We conducted our audits in accordance with the standards of the Public Company Accounting Oversight Board (United States). Those standards require that we plan and perform the audit to obtain reasonable assurance about whether the consolidated financial statements, selected financial ratios and other data, and schedules are free of material misstatement. An audit includes examining, on a test basis, evidence supporting the amounts and disclosures in the consolidated financial statements. Our procedures included physical inspection or confirmation of securities owned as of December 31, 2013 and 2012. An audit also includes assessing the accounting principles used and significant estimates made by management, as well as evaluating the overall consolidated financial statement presentation. We believe that our audits provide a reasonable basis for our opinion.

In our opinion, the consolidated financial statements and the selected financial ratios and other data referred to above present fairly, in all material respects, the consolidated financial position of the Company as of December 31, 2013 and 2012, and the consolidated results of their operations, changes in net assets, and cash flows for each of the three years in the three-year period ended December 31, 2013 and the selected financial ratios and other data for each of the five years in the five-year period ended December 31, 2013, in conformity with US generally accepted accounting principles. Also, in our opinion, the consolidated schedules of investments in and advances to affiliates, when considered in relation to the basic consolidated financial statements taken as a whole, present fairly, in all material respects, the information set forth therein.
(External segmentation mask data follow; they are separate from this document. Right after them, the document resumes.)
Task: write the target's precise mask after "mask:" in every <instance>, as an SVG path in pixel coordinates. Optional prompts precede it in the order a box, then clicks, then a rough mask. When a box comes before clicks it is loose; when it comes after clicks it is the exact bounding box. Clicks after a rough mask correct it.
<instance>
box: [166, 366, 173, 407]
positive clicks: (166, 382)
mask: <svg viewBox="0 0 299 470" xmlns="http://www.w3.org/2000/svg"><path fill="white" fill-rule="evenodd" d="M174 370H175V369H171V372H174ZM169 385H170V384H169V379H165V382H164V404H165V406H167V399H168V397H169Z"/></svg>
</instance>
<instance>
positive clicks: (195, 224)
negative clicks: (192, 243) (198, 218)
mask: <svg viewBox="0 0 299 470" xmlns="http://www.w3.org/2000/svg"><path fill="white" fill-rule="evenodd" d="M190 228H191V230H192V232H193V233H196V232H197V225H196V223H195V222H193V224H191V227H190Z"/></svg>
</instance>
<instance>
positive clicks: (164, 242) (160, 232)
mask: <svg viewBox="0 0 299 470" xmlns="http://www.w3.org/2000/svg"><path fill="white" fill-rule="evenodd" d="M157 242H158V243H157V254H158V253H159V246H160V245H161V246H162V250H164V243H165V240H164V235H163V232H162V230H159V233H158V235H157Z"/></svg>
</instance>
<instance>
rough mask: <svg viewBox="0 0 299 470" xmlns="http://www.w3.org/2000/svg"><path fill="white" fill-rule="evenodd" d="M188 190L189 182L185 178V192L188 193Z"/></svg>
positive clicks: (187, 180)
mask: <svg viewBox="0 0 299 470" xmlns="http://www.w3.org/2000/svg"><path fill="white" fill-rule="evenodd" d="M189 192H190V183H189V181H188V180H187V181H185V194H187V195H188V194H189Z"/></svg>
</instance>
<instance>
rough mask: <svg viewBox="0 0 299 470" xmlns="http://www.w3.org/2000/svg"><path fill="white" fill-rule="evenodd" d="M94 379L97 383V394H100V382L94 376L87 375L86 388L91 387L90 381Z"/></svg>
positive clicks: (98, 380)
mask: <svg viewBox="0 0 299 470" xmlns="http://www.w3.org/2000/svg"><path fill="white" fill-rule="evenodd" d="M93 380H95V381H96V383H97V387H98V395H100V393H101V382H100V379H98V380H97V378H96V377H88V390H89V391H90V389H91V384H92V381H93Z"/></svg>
We have also audited, in accordance with the standards of the Public Company Accounting Oversight Board (United States), the Company’s internal control over financial reporting as of December 31, 2013, based on the criteria established in Internal Control-Integrated Framework (1992) issued by the Committee of Sponsoring Organizations of the Treadway Commission (“COSO”), and our report dated March 5, 2014 expressed an unqualified opinion on the effectiveness of the Company’s internal control over financial reporting.

 

/s/ WeiserMazars LLP
New York, New York
March 5, 2014


SIGNATURES

Pursuant to the requirements of Section 13 or 15(d) of the Securities Exchange of Act of 1934, registrant has duly caused this report to be signed on its behalf by the undersigned, thereunto duly authorized.

 

MEDALLION FINANCIAL CORP.
Date:   June 20, 2014
By:   /s/ Alvin Murstein
  Alvin Murstein
  Chairman and Chief Executive Officer


EXHIBIT INDEX

 

Number    Description
31.1    Certification of Alvin Murstein pursuant to Rule 13a-14(a) and 15d-14(a) as adopted pursuant to section 302 of the Sarbanes-Oxley Act of 2002. Filed herewith.
31.2    Certification of Larry D. Hall pursuant to Rule 13a-14(a) and 15d-14(a) as adopted pursuant to section 302 of the Sarbanes-Oxley Act of 2002. Filed herewith.
32.1    Certification of Alvin Murstein pursuant to 18 USC. Section 1350, as adopted, pursuant to Section 906 of the Sarbanes-Oxley Act of 2002. Filed herewith.
32.2    Certification of Larry D. Hall pursuant to 18 USC. Section 1350, as adopted, pursuant to Section 906 of the Sarbanes-Oxley Act of 2002. Filed herewith.